During my current garden renovation, I’ve rediscovered a little tree I planted a number of years ago. It is still alive, but small for the time its been in the ground. A similar one I planted at the front of my house 3 or 4 years later, is now roof height! This poor baby is under 2 metres tall.
It’s not surprising it hasn’t grown much.
Growing over it was a tangle of branches from shrubs out of control. There was barely any light. Under the ground there would be competition for water and nutrients.
The thing about this tree though – it was planted with a friend in mind.
For a while it was special to me, as was my friendship. I hoped the tree would reflect our friendship and grow strong and healthy.
But it has kind of gone the way of the friendship.
It has been hidden away in the dark, stunted and denied the light it needed to flourish. The tree has been choked by vigorous, twining branches, much like the friendship was choked by misunderstandings and hurt feelings.
I felt so much sadness when I saw the tree.

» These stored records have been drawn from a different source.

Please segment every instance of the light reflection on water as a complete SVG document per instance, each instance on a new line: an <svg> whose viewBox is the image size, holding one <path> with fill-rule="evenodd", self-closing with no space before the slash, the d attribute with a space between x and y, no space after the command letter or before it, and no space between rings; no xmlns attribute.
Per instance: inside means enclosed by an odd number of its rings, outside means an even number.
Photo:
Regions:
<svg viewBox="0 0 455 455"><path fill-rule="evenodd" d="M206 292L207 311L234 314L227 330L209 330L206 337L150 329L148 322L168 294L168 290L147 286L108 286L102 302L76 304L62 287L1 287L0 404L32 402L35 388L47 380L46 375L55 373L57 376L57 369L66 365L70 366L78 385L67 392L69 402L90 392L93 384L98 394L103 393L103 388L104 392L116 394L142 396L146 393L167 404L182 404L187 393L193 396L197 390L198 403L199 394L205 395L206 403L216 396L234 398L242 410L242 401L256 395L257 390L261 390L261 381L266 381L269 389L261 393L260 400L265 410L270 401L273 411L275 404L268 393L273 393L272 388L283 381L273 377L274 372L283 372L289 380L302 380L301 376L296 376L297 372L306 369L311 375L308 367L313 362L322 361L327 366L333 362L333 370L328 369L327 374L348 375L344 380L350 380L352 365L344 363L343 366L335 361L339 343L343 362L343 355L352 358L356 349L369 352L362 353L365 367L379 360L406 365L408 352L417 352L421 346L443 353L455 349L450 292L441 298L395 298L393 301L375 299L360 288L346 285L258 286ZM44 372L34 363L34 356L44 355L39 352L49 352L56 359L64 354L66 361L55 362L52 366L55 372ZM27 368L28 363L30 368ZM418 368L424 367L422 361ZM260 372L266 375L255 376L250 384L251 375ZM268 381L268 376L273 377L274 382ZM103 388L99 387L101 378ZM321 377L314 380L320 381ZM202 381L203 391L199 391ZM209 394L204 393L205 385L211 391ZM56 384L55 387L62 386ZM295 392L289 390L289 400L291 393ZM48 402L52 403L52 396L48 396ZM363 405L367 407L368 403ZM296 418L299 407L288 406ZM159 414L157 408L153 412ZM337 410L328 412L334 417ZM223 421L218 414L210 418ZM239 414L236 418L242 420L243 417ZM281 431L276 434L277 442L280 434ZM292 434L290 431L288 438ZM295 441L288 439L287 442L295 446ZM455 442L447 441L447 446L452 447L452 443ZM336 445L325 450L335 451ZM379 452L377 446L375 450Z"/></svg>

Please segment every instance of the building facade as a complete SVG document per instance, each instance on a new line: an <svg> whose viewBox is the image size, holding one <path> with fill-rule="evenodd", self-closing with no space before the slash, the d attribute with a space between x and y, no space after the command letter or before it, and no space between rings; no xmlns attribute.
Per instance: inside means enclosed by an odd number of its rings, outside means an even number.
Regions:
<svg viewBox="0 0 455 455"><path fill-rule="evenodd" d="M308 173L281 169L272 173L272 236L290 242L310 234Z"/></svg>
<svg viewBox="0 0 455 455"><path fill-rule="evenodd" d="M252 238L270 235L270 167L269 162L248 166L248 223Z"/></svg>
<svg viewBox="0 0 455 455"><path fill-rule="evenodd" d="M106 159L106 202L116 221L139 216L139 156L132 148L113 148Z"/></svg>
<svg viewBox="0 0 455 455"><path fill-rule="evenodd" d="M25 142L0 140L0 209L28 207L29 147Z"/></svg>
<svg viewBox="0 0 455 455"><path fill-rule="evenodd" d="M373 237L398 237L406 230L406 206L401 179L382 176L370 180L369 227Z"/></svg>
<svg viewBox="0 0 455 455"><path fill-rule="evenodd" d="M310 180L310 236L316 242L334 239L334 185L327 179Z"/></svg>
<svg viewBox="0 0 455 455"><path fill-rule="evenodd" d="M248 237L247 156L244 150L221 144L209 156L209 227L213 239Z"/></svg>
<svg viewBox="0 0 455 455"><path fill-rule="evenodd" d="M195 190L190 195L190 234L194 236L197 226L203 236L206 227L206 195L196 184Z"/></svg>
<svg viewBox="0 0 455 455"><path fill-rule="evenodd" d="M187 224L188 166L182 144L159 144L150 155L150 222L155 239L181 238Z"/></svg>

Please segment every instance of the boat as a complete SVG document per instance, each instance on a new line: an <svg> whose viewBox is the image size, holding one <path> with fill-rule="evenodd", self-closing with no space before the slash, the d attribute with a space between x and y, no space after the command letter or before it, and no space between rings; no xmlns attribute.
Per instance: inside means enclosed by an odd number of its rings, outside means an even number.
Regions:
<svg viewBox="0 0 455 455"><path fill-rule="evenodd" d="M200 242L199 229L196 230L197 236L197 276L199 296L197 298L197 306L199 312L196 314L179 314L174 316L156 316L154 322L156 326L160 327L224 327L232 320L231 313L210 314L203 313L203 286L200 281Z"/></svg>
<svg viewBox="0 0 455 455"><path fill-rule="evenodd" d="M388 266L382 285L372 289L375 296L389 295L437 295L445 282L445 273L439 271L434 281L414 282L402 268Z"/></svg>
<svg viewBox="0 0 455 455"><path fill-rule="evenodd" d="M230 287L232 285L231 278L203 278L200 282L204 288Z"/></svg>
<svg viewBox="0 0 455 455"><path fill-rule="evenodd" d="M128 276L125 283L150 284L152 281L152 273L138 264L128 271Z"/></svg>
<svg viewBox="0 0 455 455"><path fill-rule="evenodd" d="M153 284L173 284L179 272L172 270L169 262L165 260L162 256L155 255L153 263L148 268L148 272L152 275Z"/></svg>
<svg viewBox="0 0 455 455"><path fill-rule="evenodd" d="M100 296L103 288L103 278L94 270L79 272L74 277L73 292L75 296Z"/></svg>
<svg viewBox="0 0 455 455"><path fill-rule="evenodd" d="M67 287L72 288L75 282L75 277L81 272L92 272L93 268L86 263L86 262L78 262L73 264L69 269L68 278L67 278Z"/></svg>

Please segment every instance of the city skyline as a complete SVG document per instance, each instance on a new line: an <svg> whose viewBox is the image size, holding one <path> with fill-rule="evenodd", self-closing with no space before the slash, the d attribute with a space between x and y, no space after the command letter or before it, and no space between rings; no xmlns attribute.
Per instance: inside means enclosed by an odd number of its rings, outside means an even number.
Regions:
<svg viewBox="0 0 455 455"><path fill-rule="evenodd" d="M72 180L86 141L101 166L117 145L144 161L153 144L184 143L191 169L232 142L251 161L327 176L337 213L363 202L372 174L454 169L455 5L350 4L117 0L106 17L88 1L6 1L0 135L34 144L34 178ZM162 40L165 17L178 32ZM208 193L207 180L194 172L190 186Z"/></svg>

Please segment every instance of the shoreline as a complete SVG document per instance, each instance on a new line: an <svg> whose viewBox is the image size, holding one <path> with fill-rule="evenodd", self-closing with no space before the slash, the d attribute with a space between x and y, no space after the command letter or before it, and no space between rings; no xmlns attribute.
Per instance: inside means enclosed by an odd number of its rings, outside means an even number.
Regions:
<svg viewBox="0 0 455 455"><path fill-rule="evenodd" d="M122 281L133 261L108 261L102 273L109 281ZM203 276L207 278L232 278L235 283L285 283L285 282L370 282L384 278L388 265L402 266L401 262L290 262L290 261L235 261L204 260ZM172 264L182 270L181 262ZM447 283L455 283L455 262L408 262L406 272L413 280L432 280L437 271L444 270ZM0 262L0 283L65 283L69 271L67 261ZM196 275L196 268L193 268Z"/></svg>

It could have been thriving and beautiful.
My friendship could have been thriving and beautiful.
I’ve never really grieved the passing of that friendship properly. I never really let it go. When I’ve thought of my friend I’ve alternated between anger and shame, longing and deep regret. I miss my friend.
I don’t know if my friendship will ever be what it was. Maybe one day we can cut through the past hurts, and reach an understanding of each other that allows our friendship to grow again, in a healthier way, that helps the both of us to thrive.
In the meantime I’ve cut away the overhead branches from the little tree, and untangled the ones that had wrapped around it. I’ve cleared away the weeds and leaf litter at its base. I’ve opened up the area around it to the fresh air and sunlight.
How the tree grows now is up to it. I’ve done all I can. It will now grow and thrive as it will, or not. I just have to let it do its thing now. I have to let go of the expectation that it should be bigger and healthier by now.
Much like my friendship.
It didn’t work out how I expected it to.
I’m letting go of those expectations.
I’m letting out the tears that I’ve held on to.
I’m untangling and cutting away all the hurts and regrets in my heart that I’ve allowed to keep me trapped in the dark.
I’m letting in the fresh air and sunlight. Let’s see how I grow.